People have told me in the past few days that I shouldn't worry about my rights to encryption if I don't have anything to hide, but that's not even remotely the point. The fact that I have to utilize encryption just to retain a modicum of "privacy" is. In the age we live in it has become practically impossible to lead a normal private life. The fact that no one cares to eaves drop on my private life because I am not a celebrity doesn't change the fact that the opening is there. Just because no one is watching doesn't mean I won't draw the shades when I change my clothes.

Sorry I can't squeeze any more bad metaphors in there.
posted by Jeffy at 3:00 PM on October 1, 2001

Jeffy nails it, but at the same time this isn't going to slow down the DoJ's attempts at key escrowing or even crypto bans.
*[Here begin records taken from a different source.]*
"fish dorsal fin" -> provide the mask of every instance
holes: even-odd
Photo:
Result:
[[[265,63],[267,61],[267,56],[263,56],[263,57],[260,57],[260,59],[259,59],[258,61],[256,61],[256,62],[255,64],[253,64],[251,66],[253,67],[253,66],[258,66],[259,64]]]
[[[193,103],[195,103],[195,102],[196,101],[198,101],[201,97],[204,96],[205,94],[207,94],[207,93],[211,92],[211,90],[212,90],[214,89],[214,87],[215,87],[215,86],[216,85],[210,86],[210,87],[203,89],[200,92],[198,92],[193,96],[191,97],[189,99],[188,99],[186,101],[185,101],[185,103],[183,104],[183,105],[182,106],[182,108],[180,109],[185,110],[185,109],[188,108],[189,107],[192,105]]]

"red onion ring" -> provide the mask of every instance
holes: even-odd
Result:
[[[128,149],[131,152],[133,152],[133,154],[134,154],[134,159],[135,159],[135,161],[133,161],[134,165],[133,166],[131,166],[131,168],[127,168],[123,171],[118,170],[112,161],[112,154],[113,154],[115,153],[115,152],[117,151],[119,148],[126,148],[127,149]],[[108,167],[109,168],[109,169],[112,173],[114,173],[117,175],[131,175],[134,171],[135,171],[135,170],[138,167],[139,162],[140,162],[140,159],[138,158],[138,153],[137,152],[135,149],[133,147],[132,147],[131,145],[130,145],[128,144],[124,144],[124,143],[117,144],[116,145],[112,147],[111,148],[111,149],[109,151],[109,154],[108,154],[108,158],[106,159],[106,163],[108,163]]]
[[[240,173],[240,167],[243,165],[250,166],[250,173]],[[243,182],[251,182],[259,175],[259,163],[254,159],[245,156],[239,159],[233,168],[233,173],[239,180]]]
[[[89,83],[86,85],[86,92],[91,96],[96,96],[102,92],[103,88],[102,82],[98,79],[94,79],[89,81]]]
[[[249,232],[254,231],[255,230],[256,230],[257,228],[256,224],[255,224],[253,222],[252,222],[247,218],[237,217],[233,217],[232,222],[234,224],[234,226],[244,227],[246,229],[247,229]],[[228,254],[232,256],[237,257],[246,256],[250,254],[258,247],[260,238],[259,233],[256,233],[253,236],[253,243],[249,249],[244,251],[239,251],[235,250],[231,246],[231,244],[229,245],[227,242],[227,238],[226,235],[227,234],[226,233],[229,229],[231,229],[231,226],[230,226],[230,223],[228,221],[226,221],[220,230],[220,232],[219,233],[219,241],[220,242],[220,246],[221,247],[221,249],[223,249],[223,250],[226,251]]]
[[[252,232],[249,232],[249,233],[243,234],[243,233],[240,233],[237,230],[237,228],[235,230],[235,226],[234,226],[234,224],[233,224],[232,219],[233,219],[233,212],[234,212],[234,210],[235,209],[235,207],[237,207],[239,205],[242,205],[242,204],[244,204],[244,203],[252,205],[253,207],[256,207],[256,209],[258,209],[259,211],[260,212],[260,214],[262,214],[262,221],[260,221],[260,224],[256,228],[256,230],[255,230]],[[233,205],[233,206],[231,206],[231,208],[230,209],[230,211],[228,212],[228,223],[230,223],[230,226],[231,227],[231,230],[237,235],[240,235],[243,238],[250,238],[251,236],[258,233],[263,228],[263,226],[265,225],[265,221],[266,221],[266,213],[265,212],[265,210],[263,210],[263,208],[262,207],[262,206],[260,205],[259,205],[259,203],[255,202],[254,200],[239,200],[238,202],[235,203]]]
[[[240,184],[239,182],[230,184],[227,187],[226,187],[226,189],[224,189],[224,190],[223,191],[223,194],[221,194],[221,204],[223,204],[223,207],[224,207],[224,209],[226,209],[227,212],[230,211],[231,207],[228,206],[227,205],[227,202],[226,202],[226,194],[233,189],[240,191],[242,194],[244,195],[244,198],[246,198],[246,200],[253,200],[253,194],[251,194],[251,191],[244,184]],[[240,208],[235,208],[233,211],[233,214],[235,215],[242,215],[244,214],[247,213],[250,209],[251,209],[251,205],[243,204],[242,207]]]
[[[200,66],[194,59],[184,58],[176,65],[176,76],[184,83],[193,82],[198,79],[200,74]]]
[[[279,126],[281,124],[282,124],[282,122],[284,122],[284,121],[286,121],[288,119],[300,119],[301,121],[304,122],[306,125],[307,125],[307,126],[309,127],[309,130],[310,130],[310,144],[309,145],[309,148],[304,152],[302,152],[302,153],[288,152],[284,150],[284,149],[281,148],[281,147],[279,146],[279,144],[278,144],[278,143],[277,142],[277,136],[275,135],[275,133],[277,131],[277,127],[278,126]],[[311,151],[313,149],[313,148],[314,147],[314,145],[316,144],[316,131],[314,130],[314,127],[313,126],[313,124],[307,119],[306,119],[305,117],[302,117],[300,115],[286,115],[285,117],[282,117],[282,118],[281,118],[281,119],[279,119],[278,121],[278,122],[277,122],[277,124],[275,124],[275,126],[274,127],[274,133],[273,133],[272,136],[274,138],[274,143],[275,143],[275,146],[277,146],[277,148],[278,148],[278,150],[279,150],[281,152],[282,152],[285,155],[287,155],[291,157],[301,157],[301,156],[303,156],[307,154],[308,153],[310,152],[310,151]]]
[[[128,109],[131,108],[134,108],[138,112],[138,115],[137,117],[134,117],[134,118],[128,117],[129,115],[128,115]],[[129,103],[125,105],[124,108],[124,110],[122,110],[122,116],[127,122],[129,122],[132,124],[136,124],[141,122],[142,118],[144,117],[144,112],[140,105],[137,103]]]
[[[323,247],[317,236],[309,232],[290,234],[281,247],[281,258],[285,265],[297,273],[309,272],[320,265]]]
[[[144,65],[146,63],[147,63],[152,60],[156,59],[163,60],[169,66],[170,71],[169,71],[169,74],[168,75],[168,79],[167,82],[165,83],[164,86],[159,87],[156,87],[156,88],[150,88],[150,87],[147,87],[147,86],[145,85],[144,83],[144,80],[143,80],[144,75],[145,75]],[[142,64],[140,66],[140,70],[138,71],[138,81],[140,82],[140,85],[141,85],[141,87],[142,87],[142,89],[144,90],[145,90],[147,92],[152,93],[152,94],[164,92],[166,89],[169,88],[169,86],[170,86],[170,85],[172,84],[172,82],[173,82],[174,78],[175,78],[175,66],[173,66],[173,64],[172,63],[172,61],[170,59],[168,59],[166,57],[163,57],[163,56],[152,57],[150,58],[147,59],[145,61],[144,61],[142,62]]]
I find that the bills Ashcroft has been pimping lately have nothing to do with terror but opportunism.

Ashcroft was on TV last night [face the nation?] warning about more terrorist attacks. Right now I cannot tell if this is more FUD to push his legislation or a true assessment of the situation.

Considering there are no bills to let more people (who can with limited impact on their work) work from home or avoid other ways of being trapped in a building 9-5 I find the DoJ to be highly disingenuous and to have failed the public in the aftermath of a very serious situation.
posted by skallas at 4:00 PM on October 1, 2001

shouldn't worry about my rights to encryption if I don't have anything to hide

Well, I do have things to hide. My credit card number, for one thing! Sheesh. People.
posted by kindall at 4:43 PM on October 1, 2001

Doesn't matter. Why? Because most people in Congress can't even spell "encryption" let alone understand what it means. Encryption in the U.S. is dead and buried after 9-11 and it gives the Ashcrofts of the world yet another opportunity to burn the Fourth Amendment.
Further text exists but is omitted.